Nations living under nuclear time are swayed with vivid, dramatic, and unforgettable impressions left by Hiroshima and Nagasaki, two cities utterly destroyed by the U.S. atomic weaponry. Nuclear fears have escalated to the point that when one mentions "atomic weaponry" everybody immediately thinks it is the end of the world.(1) Are U.S. leaders projecting their own deadly creation, their own guilt of using nuclear weaponry and killing hundreds of thousands of people, onto Iran? Nuclear time always leads to nuclear history imprisonment, which can have the affect of annihilating alternatives or new possibilities. It can also be a grave danger to Iran's hopeful nuclear nonalignment.

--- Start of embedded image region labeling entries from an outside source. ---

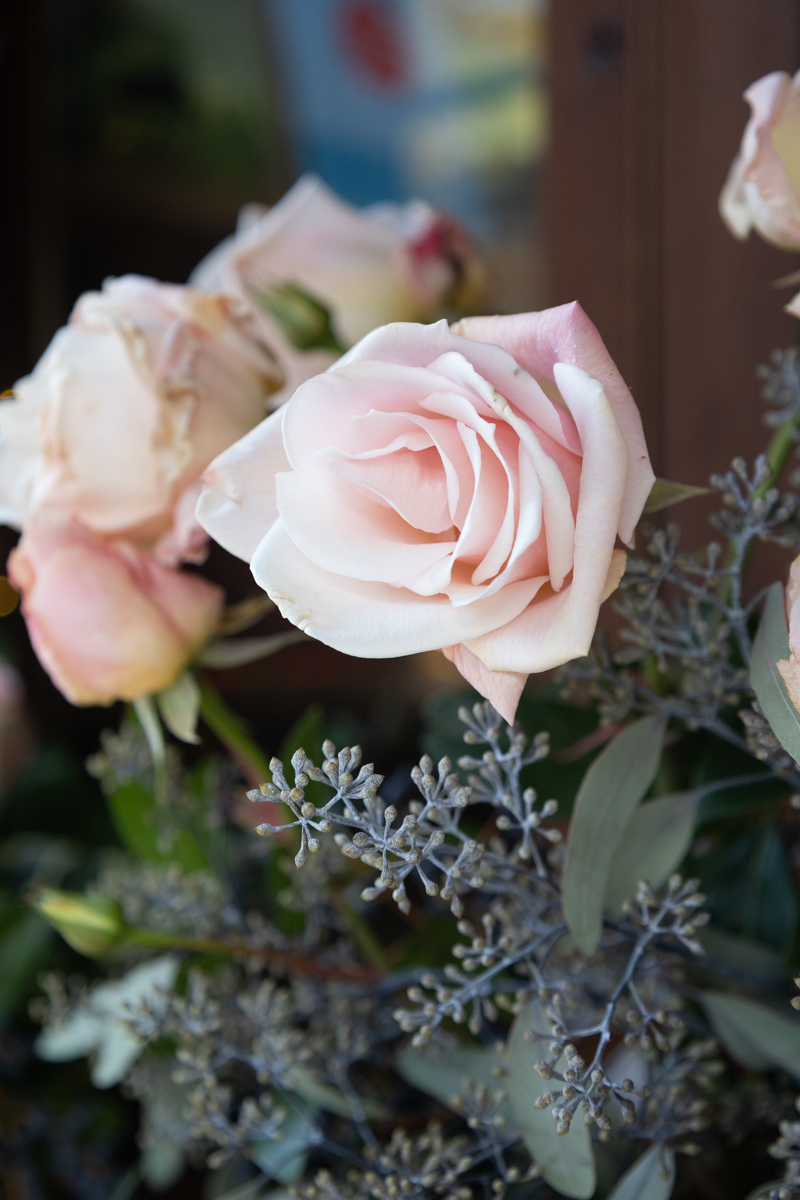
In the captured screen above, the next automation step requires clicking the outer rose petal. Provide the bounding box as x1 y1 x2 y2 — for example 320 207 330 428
196 408 290 563
199 306 654 718
0 276 279 559
468 367 627 673
441 646 528 725
8 518 223 704
720 71 800 250
455 302 656 546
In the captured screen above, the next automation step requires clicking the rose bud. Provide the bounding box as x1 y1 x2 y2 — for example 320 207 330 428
198 305 654 720
191 175 483 406
0 275 283 564
8 512 223 704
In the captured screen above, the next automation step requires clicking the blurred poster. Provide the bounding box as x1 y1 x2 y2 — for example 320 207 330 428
261 0 547 308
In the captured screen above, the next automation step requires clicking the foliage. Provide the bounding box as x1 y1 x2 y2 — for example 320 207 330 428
14 343 800 1200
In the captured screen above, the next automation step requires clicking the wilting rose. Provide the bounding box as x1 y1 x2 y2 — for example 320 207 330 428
0 275 282 563
191 175 482 404
198 305 654 719
720 71 800 250
8 511 223 704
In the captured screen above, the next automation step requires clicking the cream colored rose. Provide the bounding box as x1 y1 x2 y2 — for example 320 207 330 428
720 71 800 250
190 175 482 407
8 510 224 704
198 305 654 720
0 275 282 563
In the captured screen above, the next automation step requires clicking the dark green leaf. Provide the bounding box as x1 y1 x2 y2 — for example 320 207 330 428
700 991 800 1080
608 1146 675 1200
0 908 53 1020
604 792 699 912
750 583 800 761
563 716 666 954
644 479 711 512
507 1001 596 1200
108 779 209 871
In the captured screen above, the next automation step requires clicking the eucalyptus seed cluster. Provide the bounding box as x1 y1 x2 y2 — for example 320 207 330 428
248 703 561 917
560 451 798 776
763 1097 800 1200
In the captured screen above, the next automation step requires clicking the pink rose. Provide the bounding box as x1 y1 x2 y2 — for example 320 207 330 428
8 512 223 704
777 554 800 712
720 71 800 250
198 305 654 720
191 175 482 407
0 275 282 564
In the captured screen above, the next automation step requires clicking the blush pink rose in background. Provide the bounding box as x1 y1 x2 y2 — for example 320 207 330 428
198 305 654 720
0 275 282 563
190 175 483 407
720 71 800 250
8 511 223 704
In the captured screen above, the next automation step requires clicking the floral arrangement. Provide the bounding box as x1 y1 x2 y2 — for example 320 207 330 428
6 73 800 1200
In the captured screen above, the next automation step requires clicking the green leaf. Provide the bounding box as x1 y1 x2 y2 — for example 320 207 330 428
285 1067 391 1121
750 583 800 762
249 1110 317 1183
697 925 789 989
506 1001 596 1200
255 283 345 354
108 779 209 871
644 479 711 512
608 1146 675 1200
563 716 667 954
157 671 200 745
604 792 700 913
700 991 800 1080
395 1048 517 1133
0 908 53 1020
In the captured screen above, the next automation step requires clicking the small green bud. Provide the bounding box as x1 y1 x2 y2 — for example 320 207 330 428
257 283 345 354
28 888 127 959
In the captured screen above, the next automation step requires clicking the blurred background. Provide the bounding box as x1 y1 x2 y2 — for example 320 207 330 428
0 0 800 1200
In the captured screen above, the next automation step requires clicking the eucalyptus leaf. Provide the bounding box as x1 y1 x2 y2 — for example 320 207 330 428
644 479 711 512
197 629 308 671
750 583 800 762
563 716 667 954
287 1067 391 1121
608 1146 675 1200
255 1111 319 1183
604 792 700 913
158 671 200 745
700 991 800 1080
507 1001 596 1200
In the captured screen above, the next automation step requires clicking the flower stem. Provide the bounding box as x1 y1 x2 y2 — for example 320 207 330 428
126 928 381 982
199 678 270 787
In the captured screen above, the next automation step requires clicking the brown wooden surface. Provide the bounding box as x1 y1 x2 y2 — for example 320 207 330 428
549 0 800 532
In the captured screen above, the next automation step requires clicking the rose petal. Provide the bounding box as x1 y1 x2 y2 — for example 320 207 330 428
441 646 528 725
251 521 546 659
456 302 655 545
276 450 456 583
196 408 289 563
464 367 627 673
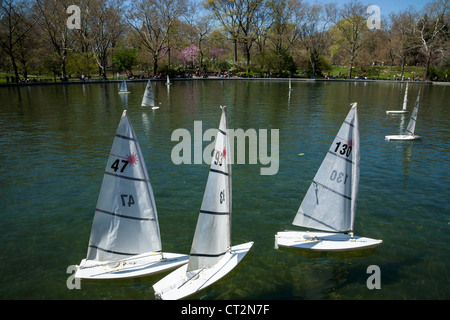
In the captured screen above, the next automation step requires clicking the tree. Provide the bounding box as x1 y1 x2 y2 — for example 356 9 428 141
388 7 420 76
330 1 369 78
179 44 200 68
127 0 186 74
0 0 36 81
206 0 268 69
417 0 449 79
90 0 123 79
113 48 137 73
36 0 74 77
297 3 331 76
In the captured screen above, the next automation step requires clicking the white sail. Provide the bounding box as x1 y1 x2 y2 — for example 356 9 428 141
187 107 231 272
120 79 128 92
406 90 420 136
403 83 408 111
87 110 161 261
293 103 360 232
141 80 155 107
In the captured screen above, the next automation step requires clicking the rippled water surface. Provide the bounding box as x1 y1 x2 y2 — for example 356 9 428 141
0 80 450 299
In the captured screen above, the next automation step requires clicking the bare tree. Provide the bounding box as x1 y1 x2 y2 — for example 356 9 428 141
388 7 420 76
36 0 75 77
183 0 213 68
126 0 186 74
206 0 268 68
417 0 449 79
90 0 123 79
0 0 37 81
331 1 368 78
297 3 332 76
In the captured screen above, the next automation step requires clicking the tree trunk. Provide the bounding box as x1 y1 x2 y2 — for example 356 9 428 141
153 55 158 76
233 39 237 63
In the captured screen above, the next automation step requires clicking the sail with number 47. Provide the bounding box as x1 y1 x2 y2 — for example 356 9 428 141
75 110 188 279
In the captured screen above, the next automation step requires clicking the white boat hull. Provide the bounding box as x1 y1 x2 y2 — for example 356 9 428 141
153 242 253 300
75 252 189 279
386 110 408 114
385 134 422 141
275 231 383 251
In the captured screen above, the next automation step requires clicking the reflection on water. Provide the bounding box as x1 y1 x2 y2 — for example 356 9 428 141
0 80 450 299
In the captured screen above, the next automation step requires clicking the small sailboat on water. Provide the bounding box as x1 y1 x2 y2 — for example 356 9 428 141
75 110 189 279
386 82 408 114
141 80 159 109
119 78 130 94
385 90 422 141
275 103 382 251
153 107 253 300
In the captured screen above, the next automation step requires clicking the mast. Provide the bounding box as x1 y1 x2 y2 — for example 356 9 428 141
406 89 420 136
187 108 231 272
403 82 408 111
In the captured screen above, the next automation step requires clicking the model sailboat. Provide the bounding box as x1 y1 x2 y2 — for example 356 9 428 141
275 103 382 251
385 90 422 140
153 107 253 300
75 110 189 279
119 78 130 94
141 80 159 109
386 83 408 114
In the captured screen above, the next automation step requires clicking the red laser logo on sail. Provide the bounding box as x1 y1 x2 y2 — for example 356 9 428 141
127 153 138 166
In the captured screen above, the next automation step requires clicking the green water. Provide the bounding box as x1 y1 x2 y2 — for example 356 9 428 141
0 80 450 299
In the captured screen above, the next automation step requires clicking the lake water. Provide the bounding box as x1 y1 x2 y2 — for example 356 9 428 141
0 80 450 300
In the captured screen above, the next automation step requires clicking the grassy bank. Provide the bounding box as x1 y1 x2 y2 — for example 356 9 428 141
0 66 442 83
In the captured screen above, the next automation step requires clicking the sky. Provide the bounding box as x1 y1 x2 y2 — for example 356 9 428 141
314 0 431 15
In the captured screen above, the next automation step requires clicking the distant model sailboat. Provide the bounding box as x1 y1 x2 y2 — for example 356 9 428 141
141 80 159 109
153 107 253 300
275 103 382 251
386 82 408 114
119 78 130 94
75 110 189 279
385 90 422 140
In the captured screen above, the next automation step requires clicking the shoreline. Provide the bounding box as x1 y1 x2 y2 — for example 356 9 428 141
0 77 442 88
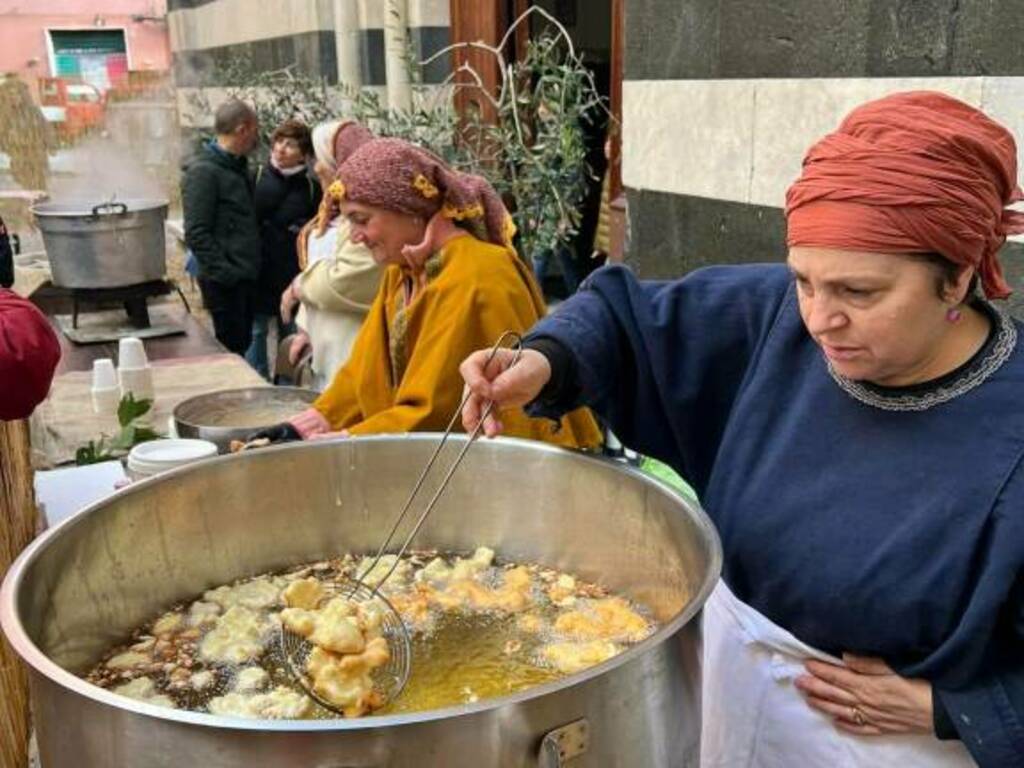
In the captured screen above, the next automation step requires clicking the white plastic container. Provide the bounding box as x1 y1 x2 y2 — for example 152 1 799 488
91 357 121 419
118 336 153 400
128 438 217 480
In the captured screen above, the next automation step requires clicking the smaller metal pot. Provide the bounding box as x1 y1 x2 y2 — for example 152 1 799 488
32 200 167 289
172 386 319 454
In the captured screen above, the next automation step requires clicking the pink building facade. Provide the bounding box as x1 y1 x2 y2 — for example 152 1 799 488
0 0 171 97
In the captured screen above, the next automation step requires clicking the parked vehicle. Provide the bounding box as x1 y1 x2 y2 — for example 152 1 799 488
39 78 106 141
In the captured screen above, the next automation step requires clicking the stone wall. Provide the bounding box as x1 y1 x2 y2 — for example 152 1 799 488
623 0 1024 314
168 0 451 123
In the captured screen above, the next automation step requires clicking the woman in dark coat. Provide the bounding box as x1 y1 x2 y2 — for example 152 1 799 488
246 120 322 379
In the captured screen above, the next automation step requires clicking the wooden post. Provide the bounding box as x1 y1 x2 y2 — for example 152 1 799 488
0 421 37 768
608 0 626 200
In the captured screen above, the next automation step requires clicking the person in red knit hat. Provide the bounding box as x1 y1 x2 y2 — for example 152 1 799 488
0 289 60 421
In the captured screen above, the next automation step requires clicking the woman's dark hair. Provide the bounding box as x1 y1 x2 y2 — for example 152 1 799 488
913 253 978 303
270 120 313 158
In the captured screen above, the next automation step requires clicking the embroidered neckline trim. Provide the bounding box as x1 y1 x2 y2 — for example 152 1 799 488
826 304 1017 411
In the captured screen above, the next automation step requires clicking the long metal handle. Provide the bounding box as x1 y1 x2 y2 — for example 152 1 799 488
92 203 128 216
352 331 522 596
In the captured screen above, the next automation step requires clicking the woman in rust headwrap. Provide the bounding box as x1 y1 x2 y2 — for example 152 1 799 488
253 138 601 447
463 92 1024 768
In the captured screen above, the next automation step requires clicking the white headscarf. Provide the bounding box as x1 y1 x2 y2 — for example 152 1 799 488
312 120 342 174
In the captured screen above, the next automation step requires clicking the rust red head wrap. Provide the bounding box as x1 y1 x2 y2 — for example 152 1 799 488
329 138 514 246
785 91 1024 299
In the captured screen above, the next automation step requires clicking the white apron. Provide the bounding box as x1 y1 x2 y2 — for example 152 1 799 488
700 581 975 768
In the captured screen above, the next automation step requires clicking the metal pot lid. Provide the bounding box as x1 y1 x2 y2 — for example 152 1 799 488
32 198 168 216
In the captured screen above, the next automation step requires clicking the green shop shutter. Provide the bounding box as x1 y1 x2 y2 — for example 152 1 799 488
50 30 127 56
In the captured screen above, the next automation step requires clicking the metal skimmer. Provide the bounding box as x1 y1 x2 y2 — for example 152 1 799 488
281 331 522 714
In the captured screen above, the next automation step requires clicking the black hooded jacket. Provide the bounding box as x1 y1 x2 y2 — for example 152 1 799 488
255 163 322 314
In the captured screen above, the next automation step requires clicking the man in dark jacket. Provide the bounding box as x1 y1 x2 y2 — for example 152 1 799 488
181 99 262 354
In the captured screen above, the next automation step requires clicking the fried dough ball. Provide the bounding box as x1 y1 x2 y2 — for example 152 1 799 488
555 597 650 642
282 578 324 610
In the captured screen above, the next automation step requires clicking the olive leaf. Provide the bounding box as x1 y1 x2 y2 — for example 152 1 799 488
75 392 161 466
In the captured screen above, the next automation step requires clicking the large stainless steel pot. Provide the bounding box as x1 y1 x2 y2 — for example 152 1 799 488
171 386 319 454
0 434 721 768
32 199 167 288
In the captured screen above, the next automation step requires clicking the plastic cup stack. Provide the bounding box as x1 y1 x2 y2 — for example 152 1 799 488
92 357 121 417
118 336 153 400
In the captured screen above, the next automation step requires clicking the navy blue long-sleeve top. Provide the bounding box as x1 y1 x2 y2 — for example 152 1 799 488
527 264 1024 768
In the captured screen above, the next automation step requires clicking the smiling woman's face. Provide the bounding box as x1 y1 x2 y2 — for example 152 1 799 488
788 247 971 386
341 200 426 264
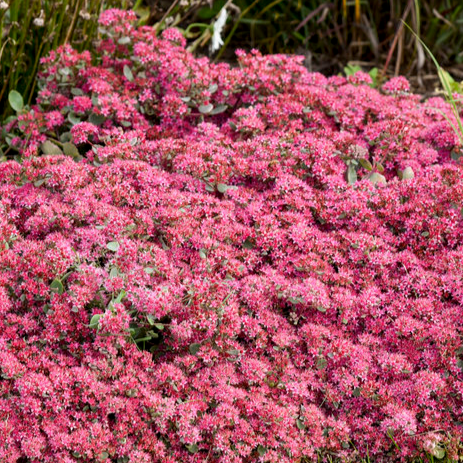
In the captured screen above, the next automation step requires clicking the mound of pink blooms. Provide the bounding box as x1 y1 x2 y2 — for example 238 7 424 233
0 10 463 463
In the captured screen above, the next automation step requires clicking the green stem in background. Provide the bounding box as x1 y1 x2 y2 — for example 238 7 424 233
402 21 463 145
214 0 260 62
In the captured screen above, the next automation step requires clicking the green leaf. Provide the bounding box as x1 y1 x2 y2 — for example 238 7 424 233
432 446 445 460
63 142 79 158
188 342 201 355
217 183 228 193
359 159 373 171
368 172 386 185
317 357 328 370
40 140 63 155
198 103 214 114
8 90 24 112
106 241 119 252
296 418 305 431
227 349 241 355
243 238 254 249
89 313 103 329
68 113 81 125
124 65 134 82
88 113 106 125
71 87 84 96
109 267 119 278
50 278 64 294
114 290 127 304
186 444 199 453
347 164 357 185
210 104 228 116
402 167 415 180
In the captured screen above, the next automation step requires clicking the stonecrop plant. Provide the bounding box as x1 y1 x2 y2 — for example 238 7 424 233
0 10 463 463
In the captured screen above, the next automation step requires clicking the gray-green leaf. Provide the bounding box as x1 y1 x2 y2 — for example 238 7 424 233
347 164 357 185
188 342 201 355
124 65 133 82
89 313 103 329
50 278 64 294
186 444 199 453
63 142 79 158
198 103 214 114
41 140 63 155
217 183 228 193
106 241 119 252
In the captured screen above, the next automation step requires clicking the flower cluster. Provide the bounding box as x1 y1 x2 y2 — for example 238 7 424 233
0 10 463 463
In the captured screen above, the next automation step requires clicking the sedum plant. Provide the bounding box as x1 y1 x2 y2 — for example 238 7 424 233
0 10 463 463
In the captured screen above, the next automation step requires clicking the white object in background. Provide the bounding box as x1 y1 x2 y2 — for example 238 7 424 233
211 8 228 53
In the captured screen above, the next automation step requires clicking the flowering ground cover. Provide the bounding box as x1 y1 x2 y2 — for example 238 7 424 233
0 10 463 463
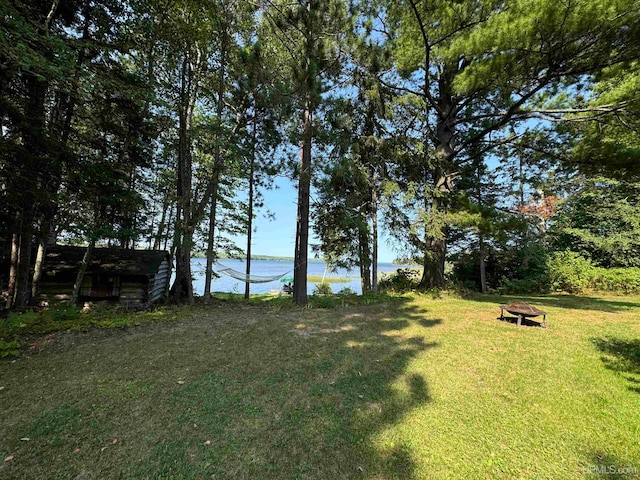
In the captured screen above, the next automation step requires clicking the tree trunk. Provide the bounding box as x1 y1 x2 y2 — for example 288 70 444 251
71 240 96 305
7 223 20 308
244 114 257 300
31 235 47 298
204 31 227 305
371 169 378 293
14 206 33 307
480 252 487 293
153 191 171 250
204 174 219 305
293 104 312 305
173 53 193 304
173 235 193 304
359 228 371 294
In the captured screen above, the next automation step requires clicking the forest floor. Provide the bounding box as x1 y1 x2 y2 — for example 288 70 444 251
0 294 640 480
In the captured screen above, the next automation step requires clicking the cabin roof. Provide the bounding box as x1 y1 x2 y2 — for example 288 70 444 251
44 246 170 276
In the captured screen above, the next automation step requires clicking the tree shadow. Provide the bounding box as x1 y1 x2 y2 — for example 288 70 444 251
591 338 640 393
125 300 442 479
467 293 640 313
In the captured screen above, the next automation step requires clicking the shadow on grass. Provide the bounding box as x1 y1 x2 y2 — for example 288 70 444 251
126 303 440 479
467 294 640 313
592 338 640 393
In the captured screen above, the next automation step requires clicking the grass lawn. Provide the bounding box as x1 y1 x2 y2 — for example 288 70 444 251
0 295 640 479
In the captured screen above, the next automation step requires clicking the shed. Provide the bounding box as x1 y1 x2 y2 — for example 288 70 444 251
40 246 172 306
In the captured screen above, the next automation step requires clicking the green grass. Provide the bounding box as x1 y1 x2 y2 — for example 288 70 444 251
307 275 353 283
0 295 640 479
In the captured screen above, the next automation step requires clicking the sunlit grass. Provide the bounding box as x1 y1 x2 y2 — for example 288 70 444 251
307 275 355 283
0 295 640 479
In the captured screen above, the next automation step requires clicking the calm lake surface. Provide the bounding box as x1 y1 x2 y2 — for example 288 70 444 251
191 258 410 295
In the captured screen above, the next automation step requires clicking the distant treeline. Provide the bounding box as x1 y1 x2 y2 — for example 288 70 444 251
192 251 324 263
391 258 420 265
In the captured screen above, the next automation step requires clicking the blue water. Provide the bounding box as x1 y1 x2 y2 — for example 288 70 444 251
191 258 408 295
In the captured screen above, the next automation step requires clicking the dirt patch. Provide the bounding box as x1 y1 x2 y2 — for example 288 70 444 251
13 304 272 356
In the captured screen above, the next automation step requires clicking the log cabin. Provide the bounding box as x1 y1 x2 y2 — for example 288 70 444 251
39 246 172 308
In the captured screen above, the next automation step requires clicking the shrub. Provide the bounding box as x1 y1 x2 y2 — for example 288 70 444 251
549 250 600 293
0 340 20 358
313 282 333 295
592 268 640 294
378 268 420 292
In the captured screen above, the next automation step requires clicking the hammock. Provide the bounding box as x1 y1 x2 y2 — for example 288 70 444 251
218 263 291 283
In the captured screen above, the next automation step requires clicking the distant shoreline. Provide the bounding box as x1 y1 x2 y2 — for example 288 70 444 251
191 252 324 263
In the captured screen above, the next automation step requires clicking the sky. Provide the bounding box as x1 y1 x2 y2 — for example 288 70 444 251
236 177 398 263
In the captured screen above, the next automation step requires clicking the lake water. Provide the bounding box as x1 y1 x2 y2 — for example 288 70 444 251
191 258 410 295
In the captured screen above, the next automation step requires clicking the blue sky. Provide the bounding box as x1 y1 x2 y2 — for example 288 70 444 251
237 177 398 263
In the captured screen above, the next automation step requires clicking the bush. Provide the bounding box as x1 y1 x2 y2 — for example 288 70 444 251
549 250 604 293
378 268 420 292
0 340 20 358
453 243 549 294
592 268 640 294
313 282 333 295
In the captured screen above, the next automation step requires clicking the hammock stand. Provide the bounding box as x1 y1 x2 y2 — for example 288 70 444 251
216 262 291 283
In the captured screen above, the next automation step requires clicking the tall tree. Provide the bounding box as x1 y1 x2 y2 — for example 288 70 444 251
387 0 638 286
264 0 348 305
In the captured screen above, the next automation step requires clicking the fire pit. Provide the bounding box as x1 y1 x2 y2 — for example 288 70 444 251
500 302 547 328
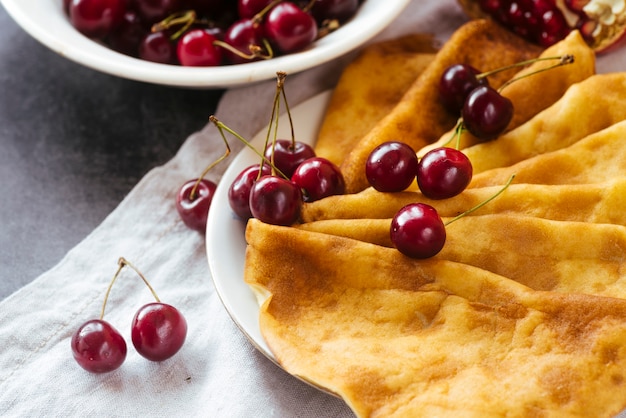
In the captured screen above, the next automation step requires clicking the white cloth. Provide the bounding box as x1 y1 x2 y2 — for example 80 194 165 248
0 0 623 417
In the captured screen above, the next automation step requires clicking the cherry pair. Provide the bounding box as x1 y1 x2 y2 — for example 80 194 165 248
71 258 187 373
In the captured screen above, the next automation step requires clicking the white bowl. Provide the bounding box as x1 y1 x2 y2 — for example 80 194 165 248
0 0 410 88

The U.S. must realize it cannot dominate the world. Neither does it have everything to teach and nothing to learn. Richard N. Haass writes, "U.S. foreign policy should focus not so much on what other countries are in their borders but more on what they do outside their borders."(1) Accepting Iran's are (Islamic Republic) would help the U.S. distinguish between the desirable and the vital as well as between the feasible and the impossible. The impossible being, that is, to remake the Middle East and Iran after the U.S.'s own likeness. And instead of an outdated Cold War policy of dualism, the U.S. might want to attempt a policy of integration. Such a realignment would benefit both Iran and the U.S.